Statt meines üblichen intensiven Trainings entschied ich mich für eine 45-minütige Mobility-Session. Ich rollte die Faszien aus, dehnte die Hüften, bewegte mich langsam und bewusst. Am Anfang fühlte es sich fast wie "nichts tun" an – dieser innere Kritiker meldete sich sofort. Aber nach zwanzig Minuten merkte ich, wie sich mein Körper entspannte. Die Anspannung in den Schultern löste sich, und plötzlich konnte ich tiefer atmen.

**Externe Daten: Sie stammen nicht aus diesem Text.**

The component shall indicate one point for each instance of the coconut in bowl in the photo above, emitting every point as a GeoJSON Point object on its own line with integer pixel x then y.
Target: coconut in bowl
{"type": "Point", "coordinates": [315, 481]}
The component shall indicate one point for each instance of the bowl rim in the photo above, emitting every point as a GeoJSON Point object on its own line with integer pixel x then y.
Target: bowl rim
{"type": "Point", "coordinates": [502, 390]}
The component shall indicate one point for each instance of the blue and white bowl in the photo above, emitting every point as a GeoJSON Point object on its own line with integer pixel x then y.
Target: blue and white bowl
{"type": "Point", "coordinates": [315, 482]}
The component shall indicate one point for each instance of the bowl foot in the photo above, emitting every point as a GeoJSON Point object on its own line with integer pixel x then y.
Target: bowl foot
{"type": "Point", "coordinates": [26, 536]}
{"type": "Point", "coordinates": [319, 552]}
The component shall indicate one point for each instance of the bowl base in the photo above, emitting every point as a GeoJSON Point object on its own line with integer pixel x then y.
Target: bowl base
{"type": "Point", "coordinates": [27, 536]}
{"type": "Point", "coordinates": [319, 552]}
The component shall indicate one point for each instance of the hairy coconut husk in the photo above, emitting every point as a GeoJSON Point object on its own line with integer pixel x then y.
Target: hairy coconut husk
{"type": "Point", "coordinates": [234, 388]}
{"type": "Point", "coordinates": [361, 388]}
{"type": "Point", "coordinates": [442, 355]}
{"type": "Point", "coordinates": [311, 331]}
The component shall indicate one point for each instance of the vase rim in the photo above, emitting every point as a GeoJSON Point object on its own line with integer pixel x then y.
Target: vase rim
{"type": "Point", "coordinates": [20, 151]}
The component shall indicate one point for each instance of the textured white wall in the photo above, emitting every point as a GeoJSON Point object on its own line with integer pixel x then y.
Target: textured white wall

Die wichtigste Lektion heute: Disziplin bedeutet nicht nur, hart zu trainieren. Disziplin bedeutet auch, zu erkennen, wann der Körper Pause braucht.
Mittags sprach ich kurz mit einem Freund im Fitnessstudio. Er sagte: "Du siehst entspannter aus als sonst." Das überraschte mich. Vielleicht sieht man es wirklich, wenn man seinem Körper zuhört, statt ihn zu zwingen.
Am Nachmittag machte ich einen langen Spaziergang – keine Musik, kein Podcast, nur das Knirschen der Schuhe auf dem Kies und der kalte Wind im Gesicht. Es war einfach, aber genau richtig.
Morgen früh: Eine leichte Laufrunde, 5 Kilometer in gemütlichem Tempo. Und dann wieder ins normale Programm zurück – aber mit mehr Bewusstsein für die Signale meines Körpers.